Eine Entdeckung
In den Erzählungen von Franz Kafka kann es geschehen, dass sich mit einem Mal das Gewohnte, alltäglich Vertraute ganz anders zeigt, dass mit einem Mal eine verborgene Tür aufgeht und sich ein neuer Zugang zu jener Welt eröffnet, die schon längst bekannt und immer gleich zu sein scheint. Das sind überraschende, bei Kafka manchmal auch erschreckende Entdeckungen. Dort, wo alles normal seinen alltäglichen Lauf nahm, wird mit einem Mal die Welt anders und neu.
Kürzlich habe ich eine Entdeckung gemacht. Es ist gerade so, als würde sich durch eine bisher nicht beachtete Tür ein neuer Zugang zur scheinbar längst bekannten Welt eröffnen. Es geht dabei um Hingabe. Hingabe hat mich schon lange beschäftigt. Normalerweise wird sie im Christlichen als ein Dienst verstanden. Ich tu etwas für andere, bin für andere nützlich, leiste etwas für sie. Hingabe ist daher mit Anstrengung verbunden, mit Selbstverleugnung und der Aufgabe eigener Wünsche. Das kann dazu führen, dass die Hingabe zur nicht mehr tragbaren Last wird. Weite Zonen des täglichen Lebens werden durch diese Form der Hingabe ausgeklammert, bedauerlicherweise gerade jene Bereiche, die Freude machen.
Es gibt aber noch eine andere Form der Hingabe.
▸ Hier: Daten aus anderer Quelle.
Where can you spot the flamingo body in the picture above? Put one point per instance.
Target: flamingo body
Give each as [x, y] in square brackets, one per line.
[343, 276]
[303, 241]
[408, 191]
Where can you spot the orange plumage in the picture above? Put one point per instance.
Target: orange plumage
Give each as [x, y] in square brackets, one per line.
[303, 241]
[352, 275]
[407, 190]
Sie lässt sich sehr schön bei Kindern beobachten, die ganz versunken in ihr Tun sind, die hingebungsvoll einfach lustig sein können. Auch im Singen wird diese Form der Hingabe geübt. Ich übe sie auch im Betrachten von Kunstwerken. Diese Hingabe ist eine Form von Genuss, vielmehr als angestrengtes Tun. Sie ist Bereicherung und nicht fortwährende Entäußerung. Mir scheint, sie sei im Christentum der letzten zwei Jahrhunderte einfach übersehen worden. Die moralischen Ansprüche wurden hochgeschraubt, aber von Genuss war in dieser Glaubensform nicht die Rede.
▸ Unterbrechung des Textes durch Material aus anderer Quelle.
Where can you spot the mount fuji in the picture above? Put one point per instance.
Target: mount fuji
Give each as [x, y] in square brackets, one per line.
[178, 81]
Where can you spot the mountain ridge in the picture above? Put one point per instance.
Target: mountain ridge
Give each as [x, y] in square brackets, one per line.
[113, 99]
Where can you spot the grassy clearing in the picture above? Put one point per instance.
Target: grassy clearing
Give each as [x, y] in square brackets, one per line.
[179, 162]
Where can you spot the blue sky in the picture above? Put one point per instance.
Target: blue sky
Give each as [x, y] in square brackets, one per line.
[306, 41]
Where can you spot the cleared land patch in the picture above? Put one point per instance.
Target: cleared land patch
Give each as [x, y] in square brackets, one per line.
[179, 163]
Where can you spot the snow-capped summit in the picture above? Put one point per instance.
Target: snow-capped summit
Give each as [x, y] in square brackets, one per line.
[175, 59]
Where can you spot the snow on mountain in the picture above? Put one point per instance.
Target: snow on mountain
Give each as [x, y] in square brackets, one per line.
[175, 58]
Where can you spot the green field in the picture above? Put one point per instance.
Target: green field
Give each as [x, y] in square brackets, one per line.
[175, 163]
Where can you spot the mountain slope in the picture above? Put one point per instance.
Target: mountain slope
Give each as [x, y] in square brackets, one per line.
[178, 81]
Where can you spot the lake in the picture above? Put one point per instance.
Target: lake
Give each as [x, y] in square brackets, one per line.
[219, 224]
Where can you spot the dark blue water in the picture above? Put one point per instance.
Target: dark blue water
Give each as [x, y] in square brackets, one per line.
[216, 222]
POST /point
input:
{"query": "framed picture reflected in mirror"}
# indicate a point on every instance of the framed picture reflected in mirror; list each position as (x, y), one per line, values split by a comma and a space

Es gibt eine Hingabe, die den Zugang zur Welt ganz neu erschließt. Es ist die Hingabe derer, die staunend die Welt immer neu sehen, die sich Zeit nehmen für die alltäglichen Wunder. Wir leben fast ausschließlich in einer vorgeformten
künstlichen Wirklichkeit. Dahinter oder daneben oder darunter gibt es aber auch noch eine andere Wirklichkeit. Ich entdecke sie, wenn ich erkenne, dass hinter allen Bildern der Welt, hinter allen Vorstellungen von einem anderen Menschen noch einmal etwas ganz anderes zu entdecken ist. Um dorthin zu finden, muss ich aber aufmerksam und voll Hingabe wahrnehmen. Auch das ist Mühe um den anderen, aber sie wird zu einer Quelle nie versiegender Freude. Es ist die Freude des Heiligen Geistes.